Even better, what if we already have one backup of our data and are merely looking for a second redundant backup? In that case, we could use Regional Archival class storage, which stores our data at only one GCP data center, rather than multiple centers. In that case, our cost to store one full exabyte of data is just $1,117,587.09 per month, with no replication cost, since the data isn't being copied to other data centers!
For just $1.1M a month we can store an entire exabyte in the cloud ready for instantaneous access.
Not every company has an exabyte of data they need to store. What about a more common use case of 1 petabyte? Storing 1PB for realtime access at the Standard Multiregion class costs $24,214.39 a month, plus a onetime replication fee of $18,626.45. Notably, for just $24,000 a month, that full petabyte is available at maximal performance for realtime compute and access across the company's entire GCP project. Most importantly, if the company wants to make that petabyte or portions of it available to others, it can simply set the permissions on each file to make it publicly available via a fully-managed HTTPS endpoint (no web servers required). What if the data is only for backup? Storing a petabyte at Nearline class is just $13,969.84 per month, while Coldline drops that to $6,519.26 and Archival reduces it all the way to $2,235.17 per month. Incredibly, storing an entire petabyte at Regional Archival level costs just $1,117.59 a month, with no one-time replication fee!

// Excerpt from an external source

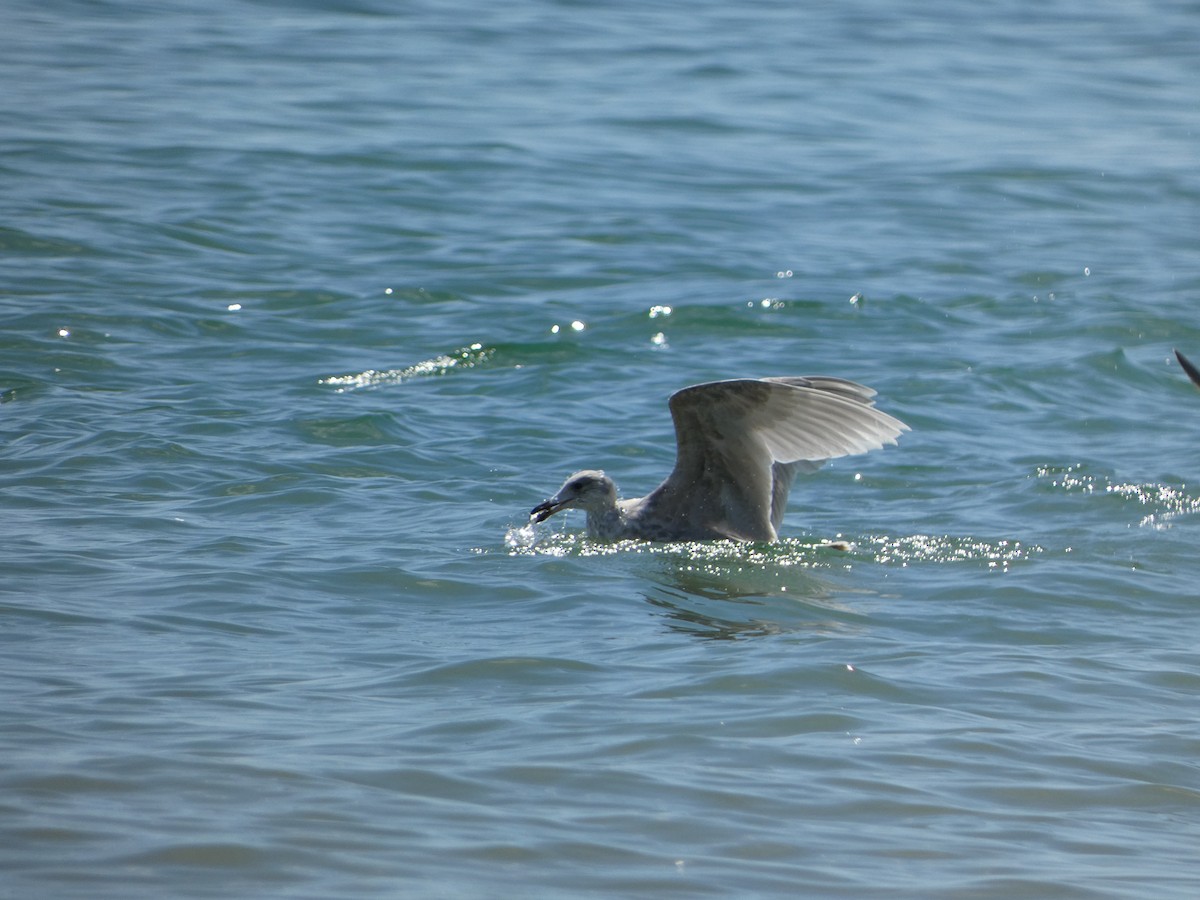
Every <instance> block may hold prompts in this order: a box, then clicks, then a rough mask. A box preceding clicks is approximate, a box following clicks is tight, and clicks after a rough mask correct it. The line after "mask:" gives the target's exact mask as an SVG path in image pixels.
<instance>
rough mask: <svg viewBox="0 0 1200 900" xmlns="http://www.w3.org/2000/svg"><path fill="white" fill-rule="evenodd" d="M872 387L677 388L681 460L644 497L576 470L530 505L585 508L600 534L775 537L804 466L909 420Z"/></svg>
mask: <svg viewBox="0 0 1200 900" xmlns="http://www.w3.org/2000/svg"><path fill="white" fill-rule="evenodd" d="M874 396H875V391H874V390H871V389H870V388H865V386H864V385H862V384H856V383H854V382H847V380H845V379H842V378H829V377H824V376H809V377H804V378H799V377H793V378H739V379H734V380H728V382H710V383H708V384H696V385H692V386H691V388H684V389H683V390H680V391H677V392H676V394H672V395H671V418H672V419H673V420H674V428H676V464H674V469H672V472H671V474H670V475H668V476H667V479H666V481H664V482H662V484H661V485H659V486H658V487H656V488H654V491H652V492H650V493H648V494H647V496H646V497H641V498H637V499H631V500H618V499H617V485H616V484H613V480H612V479H611V478H608V476H607V475H605V474H604V473H602V472H599V470H595V469H584V470H583V472H576V473H575V474H574V475H571V476H570V478H569V479H566V482H565V484H564V485H563V487H562V488H560V490H559V491H558V493H557V494H554V496H553V497H551V498H550V499H548V500H546V502H544V503H540V504H538V505H536V506H534V508H533V510H532V511H530V514H529V517H530V518H532V520H533V521H535V522H544V521H546V520H547V518H550V517H551V516H552V515H554V514H556V512H559V511H560V510H564V509H582V510H584V511H586V512H587V515H588V535H589V536H590V538H598V539H601V540H614V539H624V538H637V539H642V540H655V541H668V540H712V539H720V538H732V539H734V540H745V541H773V540H775V539H776V538H778V529H779V524H780V522H781V521H782V518H784V509H785V508H786V505H787V494H788V492H790V491H791V487H792V481H793V480H794V479H796V475H797V473H800V472H803V473H805V474H808V473H812V472H816V470H817V469H818V468H820V467H821V464H822V463H824V462H826V461H827V460H832V458H834V457H838V456H848V455H852V454H865V452H866V451H868V450H877V449H880V448H882V446H883V445H884V444H895V443H896V438H898V437H899V436H900V434H901V433H902V432H905V431H908V426H907V425H905V424H904V422H901V421H900V420H899V419H894V418H892V416H890V415H888V414H887V413H883V412H880V410H878V409H876V408H875V406H874V401H872V397H874Z"/></svg>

To put these costs in perspective, the entire Internet Archive's 99PB of data (as of December 2021) could be stored for realtime global access across multiple regions for $2,397,224.31 a month or $221,282.24 a month in Archival Multiregion class. If the Archive wanted to store a single backup in a single region at Archival class it would cost just $110,641.12 a month, or just around $1.33M a year.